Elif Eralp hat auf jeden Fall das Zeug zur neuen Berliner Bürgermeisterin. Weil sie, genau wie Mamdani, die Alltagssorgen der Menschen in den Fokus setzt. Thema Bezahlbarkeit: Mamdani redet darüber, das Leben der Menschen besser zu machen, zum Beispiel durch einen Mietendeckel, kostenfreie und schnelle Busse, die die Leute gut und sicher zur Arbeit bringen, und kostenfreie Kinderbetreuung. Und weil sie einfach eine total beeindruckende Persönlichkeit ist. Sie brennt für das, was sie tut. Und genau das brauchen die Leute doch.

Mamdani hat einen guten Draht zu Donald Trump gefunden. Glauben Sie, dass Frau Eralp den auch zu Merz finden könnte?

Ich sage es ja immer wieder: An uns scheitert es nicht, Verbesserungen für die Menschen umzusetzen. Wir reden mit allen Demokraten. Und solange die Union sich noch dazu zählt, reden wir auch mit ihr. Uns geht es um Inhalte, nicht um Machtspielchen oder Kalkül.

Was sind Ihre Ziele für nächstes Jahr?

In Baden-Württemberg wollen wir in den Landtag einziehen. Das wäre ein starkes Zeichen. In Rheinland-Pfalz wollen wir das ebenfalls und natürlich starke Ergebnisse im Osten. Wir wollen dafür sorgen, dass die AfD dort an Einfluss verliert. Das ist zentral. Aber für uns geht es auch darum, konkret Themen zu setzen und Menschen für die Demokratie zu begeistern. Wir wollen mehr Leute dazu motivieren, sich einzubringen.
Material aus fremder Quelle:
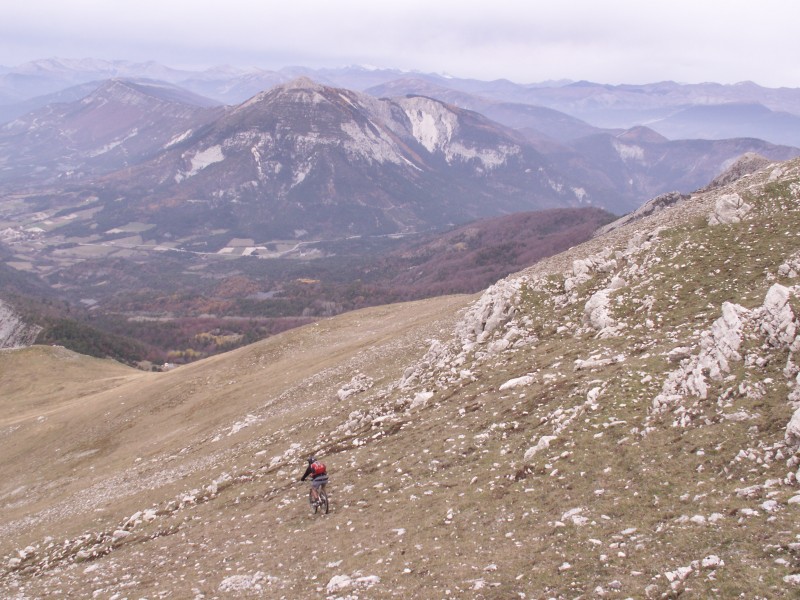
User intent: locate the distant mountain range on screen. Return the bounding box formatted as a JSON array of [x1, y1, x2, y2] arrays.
[[3, 58, 800, 146], [1, 74, 797, 250]]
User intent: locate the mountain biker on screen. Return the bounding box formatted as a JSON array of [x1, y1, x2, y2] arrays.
[[300, 456, 328, 504]]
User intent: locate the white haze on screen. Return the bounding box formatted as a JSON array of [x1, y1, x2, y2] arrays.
[[1, 0, 799, 87]]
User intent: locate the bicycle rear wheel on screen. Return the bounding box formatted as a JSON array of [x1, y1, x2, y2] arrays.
[[318, 489, 329, 514]]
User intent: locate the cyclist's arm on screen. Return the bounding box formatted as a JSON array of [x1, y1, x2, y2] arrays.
[[300, 465, 313, 481]]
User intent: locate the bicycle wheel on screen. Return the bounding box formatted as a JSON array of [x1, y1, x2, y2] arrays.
[[309, 489, 319, 514], [318, 489, 329, 514]]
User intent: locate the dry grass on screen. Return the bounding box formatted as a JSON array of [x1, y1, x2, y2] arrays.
[[1, 160, 800, 599]]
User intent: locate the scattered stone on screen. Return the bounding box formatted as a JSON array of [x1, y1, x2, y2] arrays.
[[499, 375, 534, 390], [219, 572, 266, 592], [701, 555, 724, 569], [524, 436, 557, 461]]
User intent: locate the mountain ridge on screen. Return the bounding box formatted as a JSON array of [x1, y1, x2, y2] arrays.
[[0, 78, 223, 186], [4, 58, 800, 143], [3, 75, 798, 251]]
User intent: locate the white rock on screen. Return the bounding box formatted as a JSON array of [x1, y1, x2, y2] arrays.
[[760, 500, 780, 512], [786, 406, 800, 448], [587, 387, 602, 406], [621, 528, 638, 535], [701, 555, 724, 569], [735, 485, 764, 498], [142, 509, 158, 522], [689, 515, 706, 525], [524, 436, 557, 461], [664, 566, 693, 582], [355, 575, 381, 587], [410, 390, 434, 409], [499, 375, 534, 391], [564, 508, 592, 525], [337, 373, 374, 400], [652, 301, 747, 412], [608, 276, 627, 290], [758, 284, 797, 347], [584, 289, 615, 332], [327, 574, 353, 593], [219, 572, 266, 592], [112, 530, 131, 542], [708, 193, 752, 225]]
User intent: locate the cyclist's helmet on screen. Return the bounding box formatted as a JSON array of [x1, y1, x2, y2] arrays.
[[307, 456, 316, 464]]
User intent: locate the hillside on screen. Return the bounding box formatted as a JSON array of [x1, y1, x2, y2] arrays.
[[0, 79, 223, 186], [0, 205, 613, 365], [2, 158, 800, 598]]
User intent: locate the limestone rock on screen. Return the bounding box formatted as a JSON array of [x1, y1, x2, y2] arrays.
[[787, 407, 800, 449], [708, 193, 752, 225], [757, 284, 798, 348]]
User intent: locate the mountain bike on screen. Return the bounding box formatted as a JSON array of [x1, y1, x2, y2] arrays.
[[309, 485, 329, 514]]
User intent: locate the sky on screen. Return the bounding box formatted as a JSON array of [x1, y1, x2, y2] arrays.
[[2, 0, 800, 87]]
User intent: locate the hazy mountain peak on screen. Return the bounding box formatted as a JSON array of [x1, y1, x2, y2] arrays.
[[82, 78, 149, 103], [616, 125, 668, 144], [279, 75, 327, 92], [80, 78, 219, 108]]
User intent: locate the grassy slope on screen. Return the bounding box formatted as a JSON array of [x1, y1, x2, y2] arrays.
[[1, 160, 799, 598]]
Sei es in meiner Partei, in einer anderen demokratischen Partei, in Verbänden und Organisationen oder indem sie auf die Straßen gehen.
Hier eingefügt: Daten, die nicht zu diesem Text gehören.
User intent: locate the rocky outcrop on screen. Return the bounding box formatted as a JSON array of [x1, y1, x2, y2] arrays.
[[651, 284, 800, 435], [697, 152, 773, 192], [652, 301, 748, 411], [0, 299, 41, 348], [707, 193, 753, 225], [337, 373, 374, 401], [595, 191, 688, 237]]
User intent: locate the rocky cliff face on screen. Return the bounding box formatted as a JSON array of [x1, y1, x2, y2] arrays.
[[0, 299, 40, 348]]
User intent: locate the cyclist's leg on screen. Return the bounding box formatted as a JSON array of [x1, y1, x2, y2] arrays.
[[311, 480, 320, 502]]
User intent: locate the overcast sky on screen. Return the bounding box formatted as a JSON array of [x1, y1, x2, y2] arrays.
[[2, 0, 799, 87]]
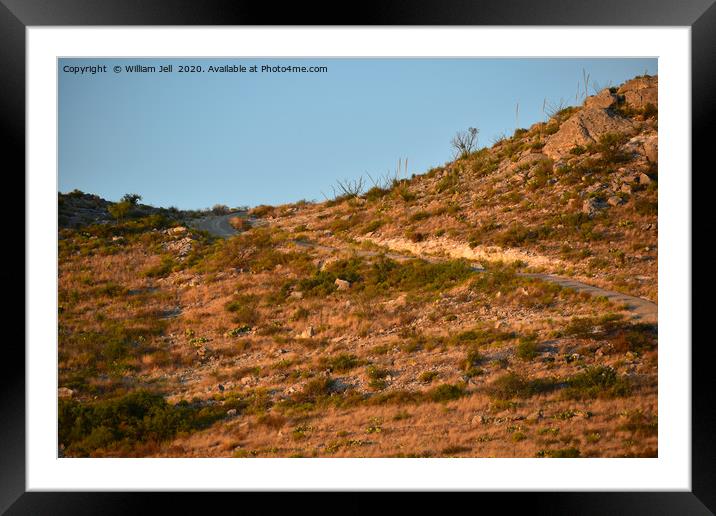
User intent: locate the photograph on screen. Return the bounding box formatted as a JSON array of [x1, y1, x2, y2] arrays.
[[56, 57, 660, 459]]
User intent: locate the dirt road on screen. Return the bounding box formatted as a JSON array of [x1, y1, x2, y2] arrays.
[[189, 212, 242, 237], [194, 214, 657, 323]]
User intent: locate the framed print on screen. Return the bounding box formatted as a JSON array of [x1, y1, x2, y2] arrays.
[[4, 0, 711, 513]]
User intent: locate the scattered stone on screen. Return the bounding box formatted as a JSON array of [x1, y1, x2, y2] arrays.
[[334, 278, 351, 290], [621, 183, 632, 194], [163, 236, 194, 258], [638, 173, 652, 185], [226, 409, 237, 417], [167, 226, 188, 235], [300, 326, 315, 338], [607, 195, 624, 207], [582, 198, 608, 217], [58, 387, 74, 399], [289, 291, 304, 299], [529, 410, 545, 423]]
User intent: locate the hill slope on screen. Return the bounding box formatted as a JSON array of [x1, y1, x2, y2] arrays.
[[57, 75, 658, 459]]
Sie sprechen öffentlich über Ihre Migräne, Sören Pellmann hatte zuletzt seinen Herzinfarkt in Interviews thematisiert. Welche Reaktion erhält man eigentlich, wenn man als Politiker Schwächen einräumt?

Leider ist es vor allem eine Mischung aus Häme und Angriffen. Einige sagen sogar, dass man die Krankheit instrumentalisieren würde. Gerade von Betroffenen erhält man aber viel Unterstützung. Klar ist, dass der Bundestag die Gesellschaft in vielerlei Hinsicht nicht repräsentiert – auch mit Blick darauf, wer chronische Krankheiten oder Behinderungen hat. Umso wichtiger finde ich es, zu sagen: Ich habe diese Erkrankung und sie belastet mich massiv. Viele Termine kann ich trotz Migräne nicht absagen und muss mir dann mit Medikamenten helfen. Aber Sumatriptan ist ein sehr starkes Mittel, das dazu führt, dass man sich nicht mehr so gut konzentrieren kann.
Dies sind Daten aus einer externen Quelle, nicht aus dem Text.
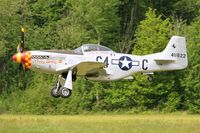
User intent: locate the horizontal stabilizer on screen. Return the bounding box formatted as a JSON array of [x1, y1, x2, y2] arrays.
[[154, 59, 175, 65], [154, 58, 176, 61], [123, 76, 134, 80], [154, 54, 176, 64], [143, 72, 154, 75]]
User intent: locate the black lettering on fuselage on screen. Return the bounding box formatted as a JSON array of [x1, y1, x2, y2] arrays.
[[104, 56, 109, 67], [32, 55, 49, 59], [96, 56, 102, 61], [96, 56, 109, 68], [142, 59, 148, 70]]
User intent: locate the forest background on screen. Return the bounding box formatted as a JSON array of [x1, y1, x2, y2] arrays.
[[0, 0, 199, 114]]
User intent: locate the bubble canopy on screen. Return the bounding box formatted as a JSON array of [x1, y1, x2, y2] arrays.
[[74, 44, 114, 54]]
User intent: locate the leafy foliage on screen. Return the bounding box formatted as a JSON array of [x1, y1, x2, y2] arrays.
[[133, 8, 172, 55], [0, 0, 199, 114], [183, 16, 200, 113]]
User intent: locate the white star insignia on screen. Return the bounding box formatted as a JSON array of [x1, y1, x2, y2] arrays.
[[120, 57, 131, 69]]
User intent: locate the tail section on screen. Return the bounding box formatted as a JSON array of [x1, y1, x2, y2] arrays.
[[154, 36, 188, 70]]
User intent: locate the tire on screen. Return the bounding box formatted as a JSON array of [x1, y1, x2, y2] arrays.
[[59, 87, 72, 98], [51, 86, 60, 98], [147, 75, 153, 82]]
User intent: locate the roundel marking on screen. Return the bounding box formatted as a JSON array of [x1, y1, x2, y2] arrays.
[[118, 56, 132, 71]]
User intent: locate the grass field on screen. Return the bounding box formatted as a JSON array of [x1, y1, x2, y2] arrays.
[[0, 114, 200, 133]]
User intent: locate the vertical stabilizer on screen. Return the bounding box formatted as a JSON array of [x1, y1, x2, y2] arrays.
[[154, 36, 188, 70]]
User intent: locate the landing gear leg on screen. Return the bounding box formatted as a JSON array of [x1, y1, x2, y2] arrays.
[[59, 69, 73, 98], [51, 75, 62, 98]]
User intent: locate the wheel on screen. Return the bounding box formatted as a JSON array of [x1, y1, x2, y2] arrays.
[[59, 87, 72, 98], [51, 86, 60, 98], [147, 75, 153, 82]]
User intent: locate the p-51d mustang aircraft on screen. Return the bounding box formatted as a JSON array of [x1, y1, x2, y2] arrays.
[[12, 28, 188, 98]]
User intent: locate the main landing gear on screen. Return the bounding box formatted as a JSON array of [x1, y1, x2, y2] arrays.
[[51, 86, 72, 98], [51, 69, 75, 99]]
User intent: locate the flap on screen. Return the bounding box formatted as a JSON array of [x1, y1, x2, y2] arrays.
[[56, 61, 107, 76], [76, 62, 105, 75]]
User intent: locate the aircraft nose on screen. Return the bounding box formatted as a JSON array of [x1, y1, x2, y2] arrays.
[[12, 53, 21, 63], [12, 54, 17, 62], [12, 51, 32, 68]]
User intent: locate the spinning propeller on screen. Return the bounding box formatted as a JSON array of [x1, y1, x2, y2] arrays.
[[12, 27, 32, 70]]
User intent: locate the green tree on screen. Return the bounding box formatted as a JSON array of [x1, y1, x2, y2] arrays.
[[183, 16, 200, 113], [132, 8, 184, 112], [133, 8, 172, 55], [69, 0, 120, 45], [0, 0, 199, 114], [150, 0, 200, 23], [118, 0, 148, 53]]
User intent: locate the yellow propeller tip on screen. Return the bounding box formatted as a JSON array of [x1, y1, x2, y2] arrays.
[[21, 27, 25, 32]]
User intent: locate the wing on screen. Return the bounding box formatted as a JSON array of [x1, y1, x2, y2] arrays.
[[56, 61, 108, 76]]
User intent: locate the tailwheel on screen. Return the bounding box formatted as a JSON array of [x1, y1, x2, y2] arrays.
[[59, 87, 72, 98], [147, 75, 153, 82], [51, 86, 60, 98]]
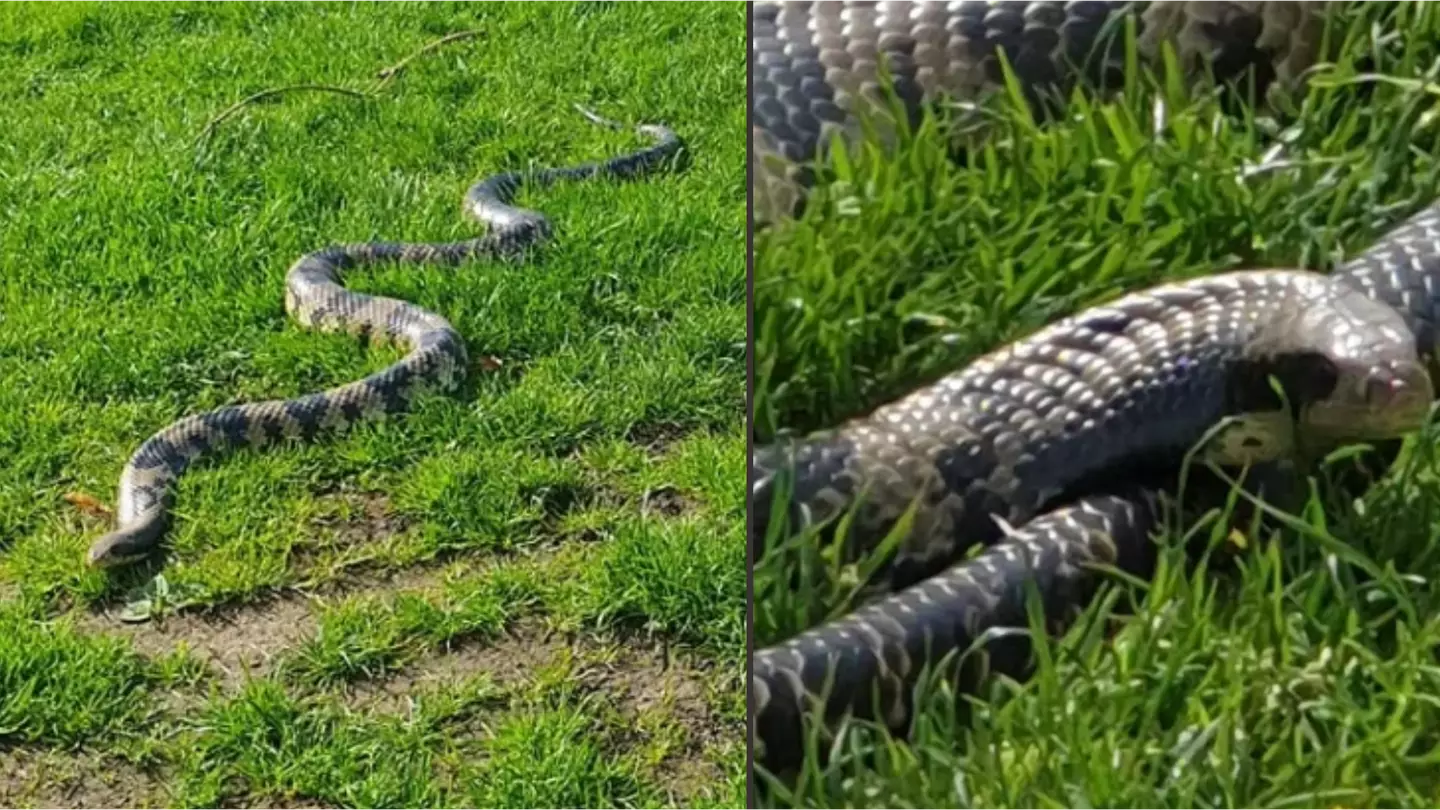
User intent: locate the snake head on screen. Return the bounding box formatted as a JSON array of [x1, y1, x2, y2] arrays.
[[1305, 356, 1434, 441], [85, 508, 169, 570], [85, 531, 152, 569], [1301, 281, 1433, 441], [1248, 274, 1435, 445]]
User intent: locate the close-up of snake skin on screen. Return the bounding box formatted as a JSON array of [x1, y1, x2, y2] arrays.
[[85, 112, 683, 569], [750, 203, 1440, 773], [752, 1, 1327, 224], [752, 268, 1432, 589], [753, 484, 1166, 772]]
Würden Sie Ihre Parlamentskolleginnen und Kollegen dazu ermutigen, mit Krankheiten oder Schwächen offener umzugehen?

Absolut, ja. Ich würde niemanden dazu auffordern, weil es eine sehr private Entscheidung ist, solche Sachen öffentlich zu machen. Aber natürlich ist es ein wichtiges Zeichen, das für Sichtbarkeit sorgt. Gerade bei Migräne. Das ist ja eine Krankheit, die vor allen Dingen Frauen betrifft. Und wie oft werden Frauen nicht ernst genommen, wenn sie sagen, dass sie massive Kopfschmerzen haben? Ähnlich ist das bei anderen Krankheiten, die nur Frauen betreffen, bei Endometriose, beim Lipödem. Da passiert jetzt auch ein bisschen was. Das muss man anerkennen. Aber es reicht bei Weitem nicht. Diese Themen brauchen Präsenz, weil sie unfassbar viele Leute betreffen.